While I was away luxuriating, something unusual happened at the Hive: there was an internal battle. Well, maybe not a battle so much as a squabble, a business-related tug of war, a time of friction among colleagues.

Hivesters are used to getting everybody involved in a contentious issue in one room together and talking things out. But this bit of strife had client services and sales locking horns with production and they couldn’t resolve the issue themselves. Management had to be called in to mediate. No one likes that.

There were no harangues. No body slams. And, as far as I can tell, no serious after-effects. There was, however, a sense of unrest and discomfort and slight apprehension. It was difficult not to connect this minor rift with the stresses and strains of rapid growth, cramped space, quarterly sales pressure, and many new faces in the Hive.

In big companies, internal business units and professional disciplines are constantly in conflict with one another. People come to identify with their own little band of brothers and sisters and sometimes demonize the “others” over there in engineering or the southwest region or marketing. (Especially marketing, which usually deserves it.) Managers spend a lot of time trying to get people to venture out of their silos and communicate and collaborate with each other.

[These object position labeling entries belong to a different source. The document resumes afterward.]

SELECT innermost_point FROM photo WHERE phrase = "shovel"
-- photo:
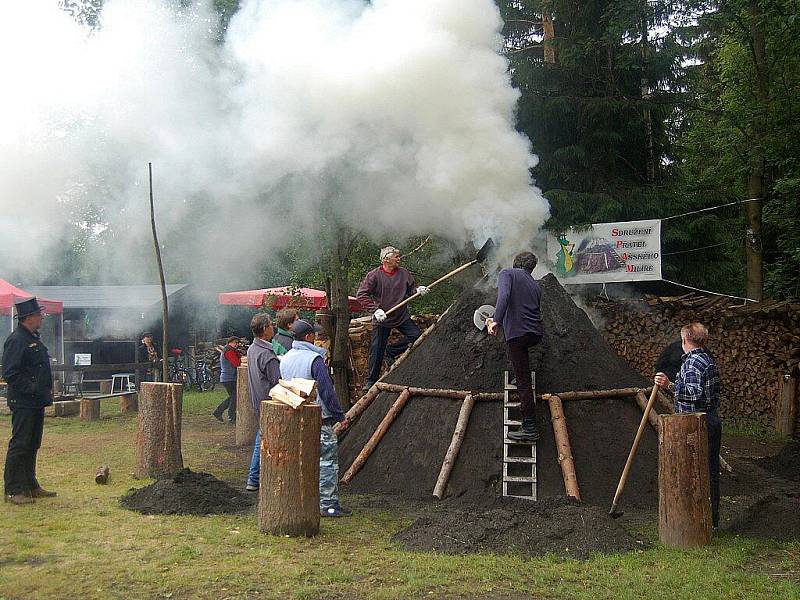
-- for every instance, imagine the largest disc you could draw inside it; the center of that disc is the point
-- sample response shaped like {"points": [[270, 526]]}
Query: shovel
{"points": [[483, 253], [481, 315], [614, 513]]}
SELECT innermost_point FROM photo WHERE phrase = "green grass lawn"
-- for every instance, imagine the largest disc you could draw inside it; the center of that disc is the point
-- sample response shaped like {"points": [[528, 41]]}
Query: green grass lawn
{"points": [[82, 544]]}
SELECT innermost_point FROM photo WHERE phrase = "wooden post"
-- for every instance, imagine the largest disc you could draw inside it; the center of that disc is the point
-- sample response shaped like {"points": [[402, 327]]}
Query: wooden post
{"points": [[288, 496], [90, 409], [128, 403], [455, 445], [786, 410], [684, 496], [563, 447], [246, 418], [373, 442], [158, 430]]}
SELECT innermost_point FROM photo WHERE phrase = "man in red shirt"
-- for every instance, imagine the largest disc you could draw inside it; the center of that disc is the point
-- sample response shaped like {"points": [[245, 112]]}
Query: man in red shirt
{"points": [[383, 288], [229, 361]]}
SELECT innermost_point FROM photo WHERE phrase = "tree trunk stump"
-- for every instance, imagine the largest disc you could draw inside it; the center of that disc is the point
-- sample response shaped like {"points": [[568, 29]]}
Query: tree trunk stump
{"points": [[288, 495], [684, 493], [158, 430], [128, 403], [246, 418], [90, 409]]}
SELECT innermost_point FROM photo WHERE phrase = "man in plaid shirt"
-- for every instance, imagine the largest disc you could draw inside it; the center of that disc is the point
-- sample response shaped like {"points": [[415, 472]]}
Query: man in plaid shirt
{"points": [[696, 389]]}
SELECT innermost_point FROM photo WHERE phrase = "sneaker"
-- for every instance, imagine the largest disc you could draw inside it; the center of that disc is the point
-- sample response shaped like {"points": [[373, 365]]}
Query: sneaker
{"points": [[527, 433], [18, 499], [334, 511], [344, 510]]}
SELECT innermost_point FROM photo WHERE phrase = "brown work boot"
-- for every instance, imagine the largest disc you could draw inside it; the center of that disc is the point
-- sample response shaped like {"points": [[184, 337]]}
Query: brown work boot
{"points": [[18, 499]]}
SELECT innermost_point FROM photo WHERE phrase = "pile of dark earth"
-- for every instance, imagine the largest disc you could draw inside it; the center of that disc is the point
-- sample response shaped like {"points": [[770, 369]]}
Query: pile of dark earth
{"points": [[786, 463], [188, 493], [572, 356], [557, 525], [775, 515]]}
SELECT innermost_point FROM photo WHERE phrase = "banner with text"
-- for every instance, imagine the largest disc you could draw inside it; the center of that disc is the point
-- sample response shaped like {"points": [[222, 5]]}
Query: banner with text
{"points": [[607, 252]]}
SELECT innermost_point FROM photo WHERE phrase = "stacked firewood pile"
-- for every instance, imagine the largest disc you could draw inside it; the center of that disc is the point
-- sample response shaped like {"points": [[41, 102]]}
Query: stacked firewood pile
{"points": [[756, 346]]}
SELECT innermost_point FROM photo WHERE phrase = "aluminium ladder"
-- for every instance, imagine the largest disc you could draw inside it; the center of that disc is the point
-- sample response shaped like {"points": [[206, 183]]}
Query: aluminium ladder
{"points": [[519, 458]]}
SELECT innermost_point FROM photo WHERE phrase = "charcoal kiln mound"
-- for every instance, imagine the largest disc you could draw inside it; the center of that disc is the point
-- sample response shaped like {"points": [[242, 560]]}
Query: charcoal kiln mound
{"points": [[572, 357], [554, 525], [188, 493]]}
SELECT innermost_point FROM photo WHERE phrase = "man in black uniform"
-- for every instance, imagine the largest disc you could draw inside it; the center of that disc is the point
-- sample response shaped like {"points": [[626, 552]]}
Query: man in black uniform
{"points": [[26, 369]]}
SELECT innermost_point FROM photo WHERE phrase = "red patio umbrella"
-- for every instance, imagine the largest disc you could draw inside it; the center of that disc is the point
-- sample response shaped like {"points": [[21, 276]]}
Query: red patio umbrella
{"points": [[10, 295], [281, 297]]}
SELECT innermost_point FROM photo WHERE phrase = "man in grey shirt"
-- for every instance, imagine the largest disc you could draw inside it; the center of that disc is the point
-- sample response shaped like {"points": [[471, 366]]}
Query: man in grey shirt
{"points": [[263, 373]]}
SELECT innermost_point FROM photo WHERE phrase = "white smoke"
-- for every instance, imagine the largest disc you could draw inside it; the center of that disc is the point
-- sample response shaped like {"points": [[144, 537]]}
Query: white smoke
{"points": [[395, 118]]}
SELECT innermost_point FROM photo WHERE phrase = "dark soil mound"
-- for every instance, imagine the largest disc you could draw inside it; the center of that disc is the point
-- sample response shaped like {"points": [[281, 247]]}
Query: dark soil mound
{"points": [[556, 525], [786, 463], [775, 516], [573, 356], [188, 493]]}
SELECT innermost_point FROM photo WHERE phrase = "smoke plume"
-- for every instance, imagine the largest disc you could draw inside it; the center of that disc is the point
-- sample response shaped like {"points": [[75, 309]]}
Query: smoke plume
{"points": [[394, 118]]}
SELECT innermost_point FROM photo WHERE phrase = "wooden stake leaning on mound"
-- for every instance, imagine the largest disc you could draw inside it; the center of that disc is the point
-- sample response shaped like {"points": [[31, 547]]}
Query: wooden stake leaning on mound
{"points": [[373, 442], [455, 445], [563, 447]]}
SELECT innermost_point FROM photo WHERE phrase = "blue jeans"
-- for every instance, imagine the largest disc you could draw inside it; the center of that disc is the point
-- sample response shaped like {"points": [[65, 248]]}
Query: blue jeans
{"points": [[380, 337], [254, 475], [328, 468]]}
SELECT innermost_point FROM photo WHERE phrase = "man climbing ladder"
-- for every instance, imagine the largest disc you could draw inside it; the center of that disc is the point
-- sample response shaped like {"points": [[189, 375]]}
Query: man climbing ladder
{"points": [[518, 313]]}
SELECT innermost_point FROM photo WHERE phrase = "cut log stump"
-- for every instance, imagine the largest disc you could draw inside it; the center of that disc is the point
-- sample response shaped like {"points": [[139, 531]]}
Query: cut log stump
{"points": [[288, 495], [684, 496], [246, 418], [90, 409], [158, 430]]}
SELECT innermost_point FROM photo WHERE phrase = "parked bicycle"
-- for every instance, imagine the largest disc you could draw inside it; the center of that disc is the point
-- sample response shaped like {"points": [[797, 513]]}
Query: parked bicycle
{"points": [[203, 378], [178, 372]]}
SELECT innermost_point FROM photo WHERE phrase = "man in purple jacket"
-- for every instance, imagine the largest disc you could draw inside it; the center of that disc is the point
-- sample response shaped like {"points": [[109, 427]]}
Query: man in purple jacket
{"points": [[383, 288], [518, 313]]}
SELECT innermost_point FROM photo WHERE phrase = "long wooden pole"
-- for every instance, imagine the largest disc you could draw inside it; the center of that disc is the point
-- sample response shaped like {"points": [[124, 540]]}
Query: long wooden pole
{"points": [[164, 303], [373, 442], [621, 485], [564, 448], [437, 282], [588, 395], [455, 445]]}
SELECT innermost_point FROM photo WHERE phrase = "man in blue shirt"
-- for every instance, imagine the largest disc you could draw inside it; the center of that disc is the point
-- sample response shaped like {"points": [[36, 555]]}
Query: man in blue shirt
{"points": [[519, 314], [697, 389], [307, 361]]}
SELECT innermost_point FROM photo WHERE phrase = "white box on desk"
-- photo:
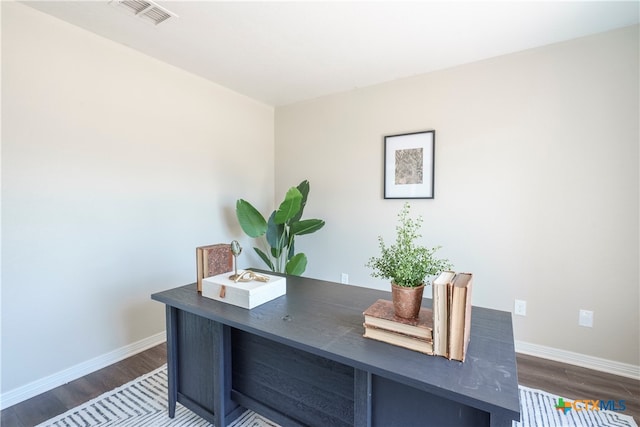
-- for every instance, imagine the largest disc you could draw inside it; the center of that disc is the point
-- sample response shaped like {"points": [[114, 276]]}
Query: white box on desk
{"points": [[243, 294]]}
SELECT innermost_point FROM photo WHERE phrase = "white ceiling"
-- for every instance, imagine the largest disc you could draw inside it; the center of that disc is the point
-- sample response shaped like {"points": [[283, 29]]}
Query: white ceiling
{"points": [[285, 52]]}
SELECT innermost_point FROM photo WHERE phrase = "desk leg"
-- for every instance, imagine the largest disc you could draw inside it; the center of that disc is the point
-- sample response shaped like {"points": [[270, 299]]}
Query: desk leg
{"points": [[362, 398], [172, 358], [221, 373]]}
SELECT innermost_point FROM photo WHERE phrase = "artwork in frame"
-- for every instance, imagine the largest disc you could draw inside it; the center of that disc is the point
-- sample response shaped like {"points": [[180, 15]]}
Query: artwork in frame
{"points": [[409, 165]]}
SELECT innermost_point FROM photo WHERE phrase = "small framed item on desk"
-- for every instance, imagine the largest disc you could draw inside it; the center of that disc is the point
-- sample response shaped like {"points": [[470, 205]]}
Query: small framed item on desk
{"points": [[248, 291]]}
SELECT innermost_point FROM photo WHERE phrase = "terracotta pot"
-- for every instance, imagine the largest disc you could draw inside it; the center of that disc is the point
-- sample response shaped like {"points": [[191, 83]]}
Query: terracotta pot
{"points": [[407, 301]]}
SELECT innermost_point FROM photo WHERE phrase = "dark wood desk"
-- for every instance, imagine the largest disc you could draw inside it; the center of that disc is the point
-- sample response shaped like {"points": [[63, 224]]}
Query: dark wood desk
{"points": [[301, 360]]}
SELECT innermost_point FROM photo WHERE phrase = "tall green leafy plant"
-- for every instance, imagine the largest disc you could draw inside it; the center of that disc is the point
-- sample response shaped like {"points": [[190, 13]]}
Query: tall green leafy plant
{"points": [[277, 234]]}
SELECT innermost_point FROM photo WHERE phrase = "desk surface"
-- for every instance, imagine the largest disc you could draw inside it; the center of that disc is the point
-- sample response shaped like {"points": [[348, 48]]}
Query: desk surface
{"points": [[325, 318]]}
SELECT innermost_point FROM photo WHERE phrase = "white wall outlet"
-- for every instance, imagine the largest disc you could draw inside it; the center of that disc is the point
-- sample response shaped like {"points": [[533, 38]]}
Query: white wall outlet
{"points": [[520, 307], [585, 318]]}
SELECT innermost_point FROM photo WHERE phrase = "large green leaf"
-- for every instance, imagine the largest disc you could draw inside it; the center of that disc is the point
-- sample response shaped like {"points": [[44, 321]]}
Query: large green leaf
{"points": [[306, 226], [297, 264], [251, 221], [275, 232], [265, 258], [303, 187], [289, 206]]}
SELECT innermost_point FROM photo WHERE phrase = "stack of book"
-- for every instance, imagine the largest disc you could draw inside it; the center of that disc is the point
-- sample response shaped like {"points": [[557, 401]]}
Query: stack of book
{"points": [[380, 323], [441, 331], [212, 260], [452, 314]]}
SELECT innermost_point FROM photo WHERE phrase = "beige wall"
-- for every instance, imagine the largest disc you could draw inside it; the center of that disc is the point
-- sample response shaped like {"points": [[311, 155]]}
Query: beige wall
{"points": [[114, 168], [536, 187]]}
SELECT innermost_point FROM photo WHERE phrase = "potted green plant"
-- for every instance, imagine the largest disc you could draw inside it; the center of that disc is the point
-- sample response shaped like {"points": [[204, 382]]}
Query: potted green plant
{"points": [[277, 235], [408, 265]]}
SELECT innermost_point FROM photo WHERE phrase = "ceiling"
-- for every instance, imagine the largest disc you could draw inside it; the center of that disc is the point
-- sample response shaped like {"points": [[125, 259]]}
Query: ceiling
{"points": [[285, 52]]}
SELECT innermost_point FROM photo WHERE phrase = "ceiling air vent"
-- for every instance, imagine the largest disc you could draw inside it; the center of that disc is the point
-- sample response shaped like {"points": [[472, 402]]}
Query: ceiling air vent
{"points": [[146, 10]]}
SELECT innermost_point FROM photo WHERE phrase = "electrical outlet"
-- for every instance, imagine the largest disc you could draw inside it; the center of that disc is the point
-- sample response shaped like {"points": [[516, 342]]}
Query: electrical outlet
{"points": [[520, 307], [585, 318]]}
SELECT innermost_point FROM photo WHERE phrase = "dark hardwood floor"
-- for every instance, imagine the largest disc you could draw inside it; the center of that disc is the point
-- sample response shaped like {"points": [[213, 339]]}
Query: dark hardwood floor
{"points": [[558, 378]]}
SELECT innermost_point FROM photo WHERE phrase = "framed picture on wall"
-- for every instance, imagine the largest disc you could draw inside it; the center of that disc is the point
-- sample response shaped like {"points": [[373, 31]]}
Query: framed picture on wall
{"points": [[408, 165]]}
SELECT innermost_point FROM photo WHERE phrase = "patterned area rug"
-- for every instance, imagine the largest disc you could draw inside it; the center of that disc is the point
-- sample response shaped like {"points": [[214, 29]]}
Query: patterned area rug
{"points": [[143, 402]]}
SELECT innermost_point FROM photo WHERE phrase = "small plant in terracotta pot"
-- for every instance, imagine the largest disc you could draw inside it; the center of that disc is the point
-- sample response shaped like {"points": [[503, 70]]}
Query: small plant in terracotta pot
{"points": [[407, 264]]}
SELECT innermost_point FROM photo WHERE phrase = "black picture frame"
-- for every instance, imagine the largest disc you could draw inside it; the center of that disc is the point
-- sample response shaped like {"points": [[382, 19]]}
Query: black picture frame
{"points": [[409, 165]]}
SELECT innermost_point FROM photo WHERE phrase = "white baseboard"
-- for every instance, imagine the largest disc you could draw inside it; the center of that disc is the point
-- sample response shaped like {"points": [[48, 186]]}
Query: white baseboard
{"points": [[590, 362], [37, 387], [45, 384]]}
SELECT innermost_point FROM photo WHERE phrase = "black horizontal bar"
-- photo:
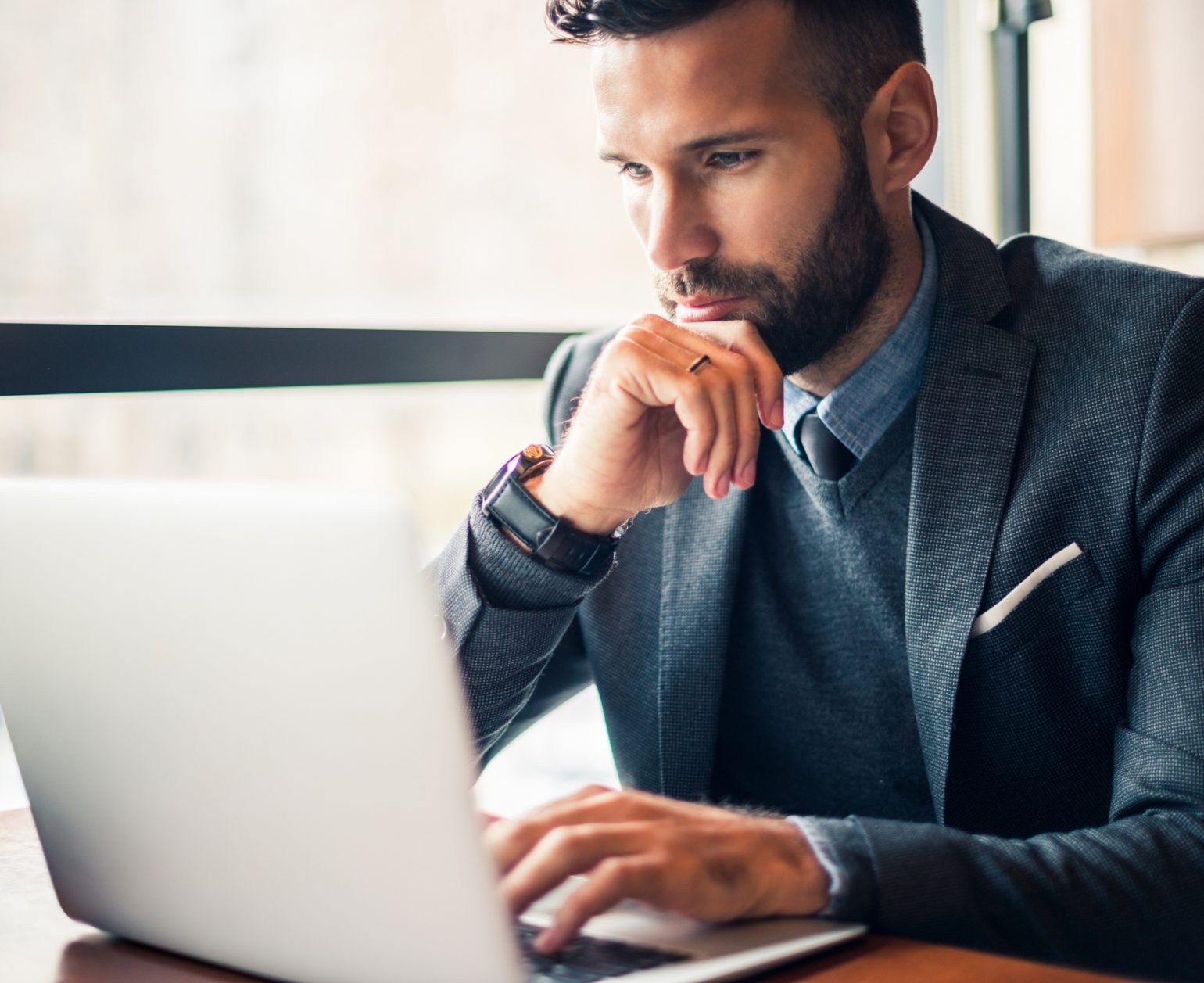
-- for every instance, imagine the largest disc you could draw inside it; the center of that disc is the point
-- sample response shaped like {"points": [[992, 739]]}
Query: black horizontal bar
{"points": [[38, 359]]}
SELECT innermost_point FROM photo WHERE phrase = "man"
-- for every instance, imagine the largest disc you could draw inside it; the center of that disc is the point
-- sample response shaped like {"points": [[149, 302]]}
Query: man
{"points": [[938, 597]]}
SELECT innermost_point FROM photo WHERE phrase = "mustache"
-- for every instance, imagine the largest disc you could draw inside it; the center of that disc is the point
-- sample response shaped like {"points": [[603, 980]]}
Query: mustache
{"points": [[713, 276]]}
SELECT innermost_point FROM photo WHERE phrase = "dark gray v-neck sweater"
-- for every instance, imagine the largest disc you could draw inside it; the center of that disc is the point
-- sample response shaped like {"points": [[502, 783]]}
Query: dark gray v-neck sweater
{"points": [[816, 715]]}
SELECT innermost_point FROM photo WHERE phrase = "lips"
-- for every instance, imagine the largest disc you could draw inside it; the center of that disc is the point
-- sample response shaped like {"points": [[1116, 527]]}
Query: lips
{"points": [[707, 307]]}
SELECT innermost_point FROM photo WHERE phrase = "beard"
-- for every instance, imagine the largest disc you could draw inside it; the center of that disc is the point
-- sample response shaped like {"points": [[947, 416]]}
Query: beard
{"points": [[825, 299]]}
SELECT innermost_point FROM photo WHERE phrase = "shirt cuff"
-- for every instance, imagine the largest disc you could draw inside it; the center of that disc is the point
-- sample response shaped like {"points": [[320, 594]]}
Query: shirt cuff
{"points": [[840, 848]]}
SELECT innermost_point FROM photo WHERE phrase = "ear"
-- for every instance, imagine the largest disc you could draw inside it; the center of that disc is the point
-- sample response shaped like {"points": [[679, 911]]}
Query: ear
{"points": [[901, 128]]}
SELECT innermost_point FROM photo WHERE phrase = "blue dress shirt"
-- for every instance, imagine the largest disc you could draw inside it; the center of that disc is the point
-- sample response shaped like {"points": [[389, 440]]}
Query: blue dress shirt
{"points": [[861, 408], [858, 411]]}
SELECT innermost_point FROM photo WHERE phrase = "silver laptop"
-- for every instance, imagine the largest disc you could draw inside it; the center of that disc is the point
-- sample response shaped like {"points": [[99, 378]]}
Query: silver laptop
{"points": [[243, 741]]}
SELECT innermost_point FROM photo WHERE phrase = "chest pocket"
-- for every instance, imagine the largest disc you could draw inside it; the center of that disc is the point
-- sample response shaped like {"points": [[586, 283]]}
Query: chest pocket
{"points": [[1047, 612]]}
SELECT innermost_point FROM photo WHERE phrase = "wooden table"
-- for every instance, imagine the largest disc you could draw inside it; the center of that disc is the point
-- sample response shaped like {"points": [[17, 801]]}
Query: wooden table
{"points": [[39, 943]]}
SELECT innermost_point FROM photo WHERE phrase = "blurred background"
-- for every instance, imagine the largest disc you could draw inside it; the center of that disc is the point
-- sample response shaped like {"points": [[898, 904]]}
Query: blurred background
{"points": [[405, 165]]}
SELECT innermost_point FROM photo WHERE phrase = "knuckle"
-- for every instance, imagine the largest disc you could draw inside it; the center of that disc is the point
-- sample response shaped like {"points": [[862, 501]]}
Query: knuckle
{"points": [[561, 840], [613, 870]]}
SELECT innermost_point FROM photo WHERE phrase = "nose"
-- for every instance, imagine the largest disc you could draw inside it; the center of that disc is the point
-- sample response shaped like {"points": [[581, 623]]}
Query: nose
{"points": [[675, 227]]}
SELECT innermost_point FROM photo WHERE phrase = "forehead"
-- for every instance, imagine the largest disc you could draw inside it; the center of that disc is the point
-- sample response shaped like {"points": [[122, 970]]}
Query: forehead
{"points": [[740, 68]]}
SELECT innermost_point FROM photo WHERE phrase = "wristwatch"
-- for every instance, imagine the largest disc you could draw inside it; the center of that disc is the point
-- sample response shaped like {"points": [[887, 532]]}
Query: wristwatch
{"points": [[552, 540]]}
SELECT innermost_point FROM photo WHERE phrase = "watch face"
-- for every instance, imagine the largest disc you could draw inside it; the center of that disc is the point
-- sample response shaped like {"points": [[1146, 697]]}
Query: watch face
{"points": [[533, 459]]}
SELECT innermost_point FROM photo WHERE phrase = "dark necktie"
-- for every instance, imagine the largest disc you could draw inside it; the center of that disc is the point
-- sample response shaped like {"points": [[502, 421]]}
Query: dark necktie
{"points": [[830, 458]]}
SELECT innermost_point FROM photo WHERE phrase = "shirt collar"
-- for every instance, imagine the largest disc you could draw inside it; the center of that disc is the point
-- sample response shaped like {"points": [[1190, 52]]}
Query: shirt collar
{"points": [[861, 408]]}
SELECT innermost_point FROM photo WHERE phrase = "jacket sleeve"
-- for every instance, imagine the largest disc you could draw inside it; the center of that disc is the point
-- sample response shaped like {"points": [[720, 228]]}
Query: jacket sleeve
{"points": [[511, 619], [1128, 895]]}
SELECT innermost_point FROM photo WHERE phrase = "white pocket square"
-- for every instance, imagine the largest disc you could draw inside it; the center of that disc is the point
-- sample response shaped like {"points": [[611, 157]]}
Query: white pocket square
{"points": [[996, 613]]}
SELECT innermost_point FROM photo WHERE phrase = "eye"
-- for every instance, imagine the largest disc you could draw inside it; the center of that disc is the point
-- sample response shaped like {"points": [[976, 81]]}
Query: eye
{"points": [[729, 160]]}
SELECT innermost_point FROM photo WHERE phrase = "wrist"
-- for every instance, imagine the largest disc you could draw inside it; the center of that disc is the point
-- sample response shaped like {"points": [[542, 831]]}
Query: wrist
{"points": [[546, 490], [803, 888]]}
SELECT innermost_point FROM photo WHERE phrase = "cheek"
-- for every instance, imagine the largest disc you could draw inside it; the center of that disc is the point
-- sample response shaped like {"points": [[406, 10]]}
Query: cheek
{"points": [[769, 221], [635, 204]]}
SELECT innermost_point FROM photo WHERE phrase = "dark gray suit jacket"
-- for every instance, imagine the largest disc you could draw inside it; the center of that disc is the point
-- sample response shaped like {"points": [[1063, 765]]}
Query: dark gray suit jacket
{"points": [[1062, 403]]}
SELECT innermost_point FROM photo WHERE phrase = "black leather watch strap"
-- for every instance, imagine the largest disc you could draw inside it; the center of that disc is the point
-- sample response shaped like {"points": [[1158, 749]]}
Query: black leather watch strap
{"points": [[550, 540]]}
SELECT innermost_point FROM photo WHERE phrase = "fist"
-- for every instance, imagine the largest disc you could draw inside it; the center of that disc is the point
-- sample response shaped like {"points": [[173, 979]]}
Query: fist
{"points": [[653, 417]]}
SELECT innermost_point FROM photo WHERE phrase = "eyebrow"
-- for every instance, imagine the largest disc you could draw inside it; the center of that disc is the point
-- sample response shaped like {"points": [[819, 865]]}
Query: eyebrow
{"points": [[701, 144]]}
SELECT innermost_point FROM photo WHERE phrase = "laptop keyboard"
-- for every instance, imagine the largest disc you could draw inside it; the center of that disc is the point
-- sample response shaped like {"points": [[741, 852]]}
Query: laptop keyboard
{"points": [[586, 959]]}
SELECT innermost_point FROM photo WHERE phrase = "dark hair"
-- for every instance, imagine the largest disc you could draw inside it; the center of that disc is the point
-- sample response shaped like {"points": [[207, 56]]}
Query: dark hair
{"points": [[855, 45]]}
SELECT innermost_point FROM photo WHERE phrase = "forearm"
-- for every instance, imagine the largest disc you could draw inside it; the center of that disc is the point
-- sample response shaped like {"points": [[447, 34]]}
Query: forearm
{"points": [[1123, 898], [506, 615]]}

78 days ago, when I first came into the Hive and started writing 90 Days, there didn’t seem to be internal factions. There were like-minded subgroups, perhaps, and some departmental loyalties. The Boys in the Cave, for example, and the Gang in Sales, and the Nuts in Analysis, and the Production Team, and Client Services, and Finance. But they didn’t run in packs.

They still don’t. But when the head count hits 80 and the 500 Harrison Hive has discrete cells for different departments, can we expect to see swarms forming a little more often?